Regiões mais afetadas – O atendimento das comunidades nativas é uma atribuição da Secretaria Especial de Saúde Indígena – Sesai, subordinada ao Ministério da Saúde. A secretaria gere 35 Distritos Sanitários Especiais Indígenas – DSEIs, responsáveis pelos cuidados de cerca de 765.600 indígenas em todo o país.
Entre 2018 e 2019, houve aumento na mortalidade de bebês em 18 desses distritos, e em cinco deles o índice mais do que dobrou. Os distritos com mais mortes de bebês foram Yanomami – 97, Alto Rio Solimões – 54 e Xavante –47.
A maior variação ocorreu no DSEI Bahia. Entre janeiro e setembro de 2019, 11 bebês indígenas com até um ano morreram na região, número quase quatro vezes maior do que o registrado no mesmo período de 2018, que foram 3.
Sérgio Bute, indígena do povo pataxó hã-hã-hãe que preside o Conselho Distrital de Saúde Indígena – Condisi da Bahia, atribuiu as mortes à saída dos cubanos e a problemas no transporte de pacientes e equipes de saúde. Ele diz à BBC News Brasil que a saída dos profissionais – 20 médicos cubanos atuavam no distrito – foi “um desastre grande”.
“Eles (cubanos) não faziam objeção, não criavam nenhuma dificuldade para ir na aldeia, conviver com a realidade. Com a saída deles, sentimos esse impacto”, afirma.
Problemas de gestão – Indígenas e servidores do Ministério da Saúde ouvidos pela reportagem citaram ainda, entre as causas para o aumento nas mortes de bebês indígenas em 2019, mudanças ocorridas na Sesai após a posse de Bolsonaro.
Servidores da Sesai que não quiseram ser identificados disseram que a secretaria afastou vários técnicos experientes que eram considerados próximos da gestão anterior. Uma das pessoas exoneradas era a principal responsável pelas ações contra a mortalidade infantil, a nutricionista Janini Selva Ginani.

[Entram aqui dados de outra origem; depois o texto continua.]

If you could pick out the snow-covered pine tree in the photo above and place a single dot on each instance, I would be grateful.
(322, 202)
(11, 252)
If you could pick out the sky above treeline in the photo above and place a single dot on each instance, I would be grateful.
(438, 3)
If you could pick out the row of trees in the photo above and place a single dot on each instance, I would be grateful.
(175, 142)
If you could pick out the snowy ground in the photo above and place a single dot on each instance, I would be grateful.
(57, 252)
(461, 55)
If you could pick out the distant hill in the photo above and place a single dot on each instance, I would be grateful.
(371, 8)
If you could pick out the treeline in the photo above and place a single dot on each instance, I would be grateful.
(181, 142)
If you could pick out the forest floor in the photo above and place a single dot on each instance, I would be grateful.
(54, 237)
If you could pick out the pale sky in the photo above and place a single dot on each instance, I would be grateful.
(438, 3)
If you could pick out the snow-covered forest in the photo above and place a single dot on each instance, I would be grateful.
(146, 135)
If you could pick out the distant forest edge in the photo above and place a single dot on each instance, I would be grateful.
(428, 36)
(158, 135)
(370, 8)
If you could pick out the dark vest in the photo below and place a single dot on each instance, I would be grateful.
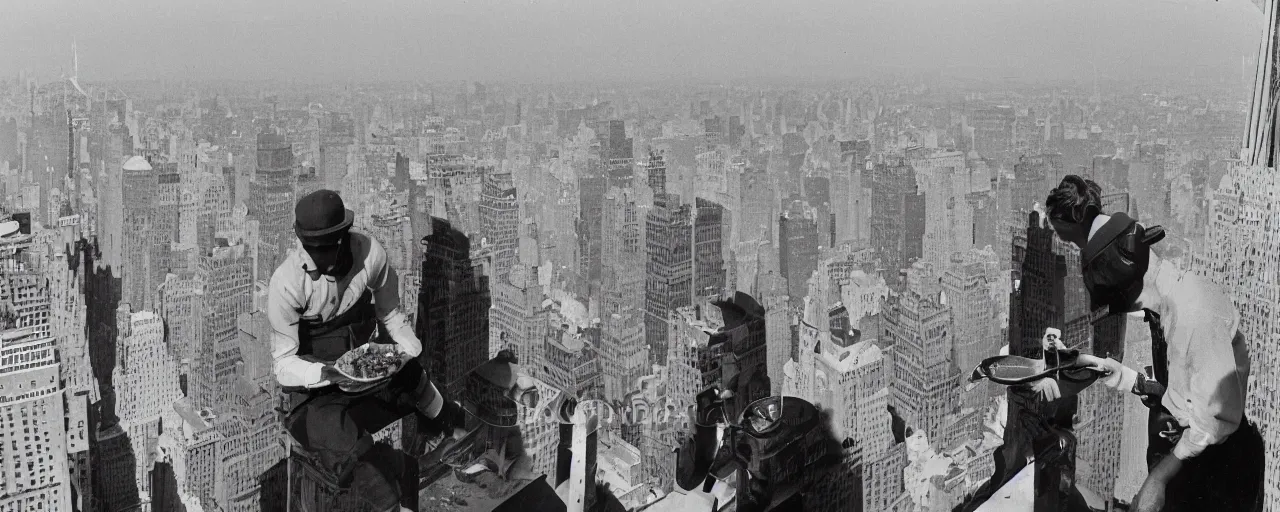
(328, 341)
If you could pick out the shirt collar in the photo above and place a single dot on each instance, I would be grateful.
(309, 265)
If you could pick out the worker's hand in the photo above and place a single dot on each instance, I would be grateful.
(1047, 389)
(1151, 497)
(1093, 362)
(333, 376)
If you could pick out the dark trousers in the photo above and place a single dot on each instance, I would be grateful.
(1226, 476)
(337, 428)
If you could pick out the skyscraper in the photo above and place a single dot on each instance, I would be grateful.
(897, 218)
(140, 183)
(799, 248)
(708, 248)
(670, 269)
(272, 200)
(453, 306)
(499, 220)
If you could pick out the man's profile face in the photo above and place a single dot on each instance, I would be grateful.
(330, 259)
(1070, 232)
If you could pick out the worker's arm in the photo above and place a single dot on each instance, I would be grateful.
(284, 312)
(1217, 393)
(385, 286)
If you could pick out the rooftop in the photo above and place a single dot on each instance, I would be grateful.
(1015, 496)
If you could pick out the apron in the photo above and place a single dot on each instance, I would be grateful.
(327, 341)
(1162, 428)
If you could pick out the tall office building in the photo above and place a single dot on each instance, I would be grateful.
(33, 443)
(799, 248)
(919, 328)
(140, 183)
(709, 277)
(625, 357)
(897, 219)
(499, 220)
(453, 306)
(1238, 255)
(670, 270)
(272, 200)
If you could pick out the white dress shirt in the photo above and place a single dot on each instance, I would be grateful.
(1208, 360)
(297, 292)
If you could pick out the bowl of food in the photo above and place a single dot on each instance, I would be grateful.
(370, 362)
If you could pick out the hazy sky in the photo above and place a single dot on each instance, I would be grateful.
(572, 40)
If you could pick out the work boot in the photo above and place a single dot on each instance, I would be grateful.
(448, 426)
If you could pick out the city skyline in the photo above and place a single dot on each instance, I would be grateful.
(557, 40)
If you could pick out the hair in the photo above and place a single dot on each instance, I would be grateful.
(1075, 200)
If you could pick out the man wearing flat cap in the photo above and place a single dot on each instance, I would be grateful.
(328, 297)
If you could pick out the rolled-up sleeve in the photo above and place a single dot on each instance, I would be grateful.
(384, 284)
(1216, 391)
(283, 311)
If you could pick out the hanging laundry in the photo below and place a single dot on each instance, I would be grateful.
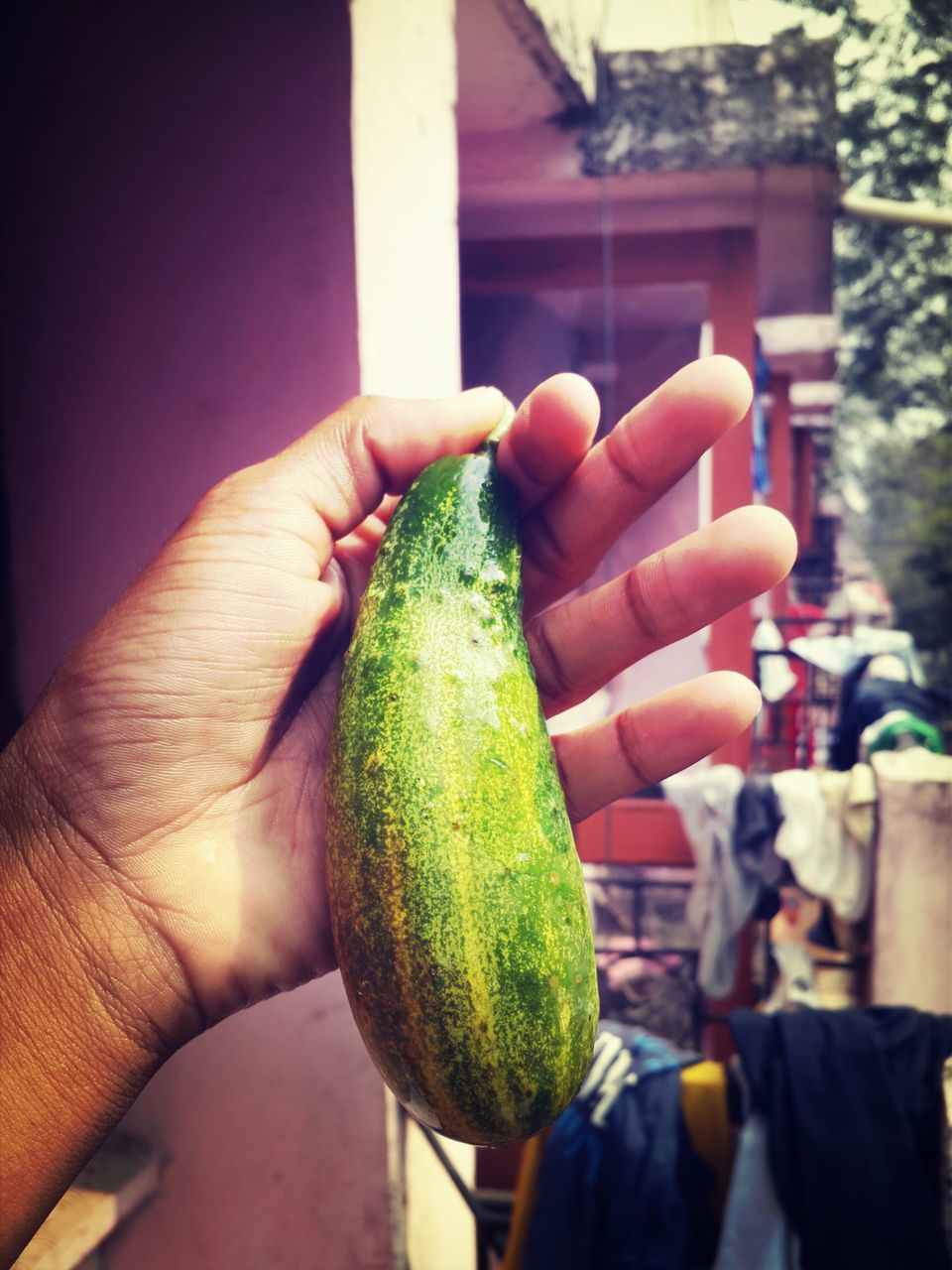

Também foram substituídos os principais gestores dos DSEIs, que, por sua vez, afastaram muitos profissionais de saúde que atuavam nas comunidades.
Segundo os servidores, as mudanças teriam provocado ruptura nas atividades e alijado pessoas cruciais para a continuidade dos trabalhos. A situação teria se agravado no início do ano quando empresas conveniadas que prestam serviços de saúde nos DSEIs anunciaram não ter recebido pagamentos do Ministério da Saúde e interromperam atividades.
Já o Ministério da Saúde diz que “não houve suspensão de pagamento às entidades conveniadas”. “Cabe ressaltar que os DSEIs têm repasses mensais garantidos para pagar contratações nos três primeiros meses, após esse período, os repasses passam a ser garantidos de forma trimestral. Contudo, as entidades possuem saldos para honrar os pagamentos de seus profissionais que atuam nos DSEIs, não havendo prejuízo ou interrupção nos serviços”, diz nota do órgão.
Em diferentes partes do país, porém, houve protestos em que funcionários das conveniadas cobraram o pagamento de salários atrasados. O impasse durou vários meses. O mês de maio, durante o imbróglio, registrou o maior número de mortes de indígenas de todas as idades em todo o ano: 305, número 15% maior que a média mensal de mortes até setembro – 264,7.